The McNeil Center for Early American Studies hosted a round-table discussion last night on Rosemarie Zagarri’s book Revolutionary Backlash: Women and Politics in the Early Republic, which makes reference to the brief period of women’s franchise in New Jersey. I bring it up here because it reminded me of an intriguing truth: some the greatest transitions in history have involved shifts, not in what people did or even what they thought they should do, but in what they imagined was possible. It’s one thing to believe quite strongly that only men should be allowed to vote. It’s something else to have never even considered the possibility of a woman voting.
There’s a certain kind of blissful ignorance in the unthinkable. The man (or woman, for that matter) who has never really imagined the possibility of a female franchise is certainly nonetheless a narrow-minded sexist. But he is a sexist without the passion, without the twisted, derogatory logic and chauvinistic arguments that are so integral to maintaining a conscious bigotry. He’s also, in his own way, singularly immune to change. You cannot reason with someone who finds your argument so outlandish as to dismiss it out-of-hand or finds it so absurd as to view it as hysterical. An idea first has to be taken seriously, to enter the realm of true contemplation, before it can ever possibly become convincing.
In the view of some historians, and I’ll hesitantly place myself among them, one of the most dramatic effects of the American (and later the French) Revolution was to make the previously unimaginable imaginable. The rhetoric of equality and liberty, hardly new, was deployed so liberally and repeatedly that people, some for the first time, began to seriously think about what it meant for all people to be “created equal.” The effects were not always laudable; after all, once the idea occurred to them, all the new states except for New Jersey simply added explicit prohibitions against women voting. But it was a first, and necessary, step. The idea of human equality had to work its way into the minds of the people, even if it would be centuries before they actually started to think it was a good idea.
If it’s difficult to imagine the idea of women voting being truly unthinkable in the early 1700s, we might set it alongside some other once ‘unthinkable’ ideas. The idea that slavery is a terrible evil is a notion that, at various times for various societies, has been outside the realm of serious contemplation. Before about 1750, you find precious little evidence of anyone even raising the possibility, and it isn’t until the 1800s that anyone really bothered to develop coherent counter-arguments in favor of slavery. Such things simply weren’t needed before.

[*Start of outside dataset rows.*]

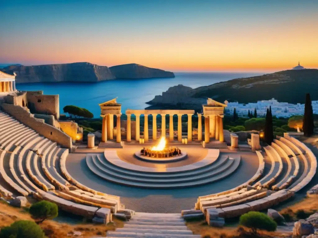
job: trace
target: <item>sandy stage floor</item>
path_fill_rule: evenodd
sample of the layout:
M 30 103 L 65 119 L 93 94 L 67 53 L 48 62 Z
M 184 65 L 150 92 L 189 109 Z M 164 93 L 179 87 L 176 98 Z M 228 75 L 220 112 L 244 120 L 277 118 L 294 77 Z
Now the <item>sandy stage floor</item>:
M 181 166 L 202 160 L 207 149 L 200 146 L 180 146 L 189 155 L 188 160 L 171 163 L 169 166 Z M 147 162 L 133 158 L 140 146 L 127 146 L 118 150 L 121 158 L 142 165 Z M 127 208 L 141 212 L 178 213 L 181 210 L 193 208 L 198 196 L 219 192 L 234 188 L 248 180 L 256 172 L 258 159 L 255 153 L 240 151 L 241 163 L 231 175 L 221 180 L 197 187 L 173 189 L 149 189 L 132 187 L 113 183 L 95 175 L 87 168 L 85 157 L 87 153 L 103 153 L 103 150 L 79 149 L 70 154 L 66 160 L 66 168 L 70 174 L 80 182 L 98 191 L 120 196 Z M 221 154 L 238 153 L 227 149 L 220 150 Z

More recently there’s the issue of moral-vegetarianism and animal rights. There was a time in my own life when it had never even occurred to me that eating a hamburger might be an act comparable with murder. It’s a concept which, I think, still lingers on the fringe of the seriously imaginable in American society. If moral-vegetarianism is ever to really take hold in America, we will first have to reach a point at we seriously contemplate why it is that we think it’s OK to kill and devour other animals and then ask ourselves if those reasons are logical and consistent. Thus far, those sorts of questions have very little common currency. We’re still far more pre-occupied with other quandaries, like “Do I want fries with that?”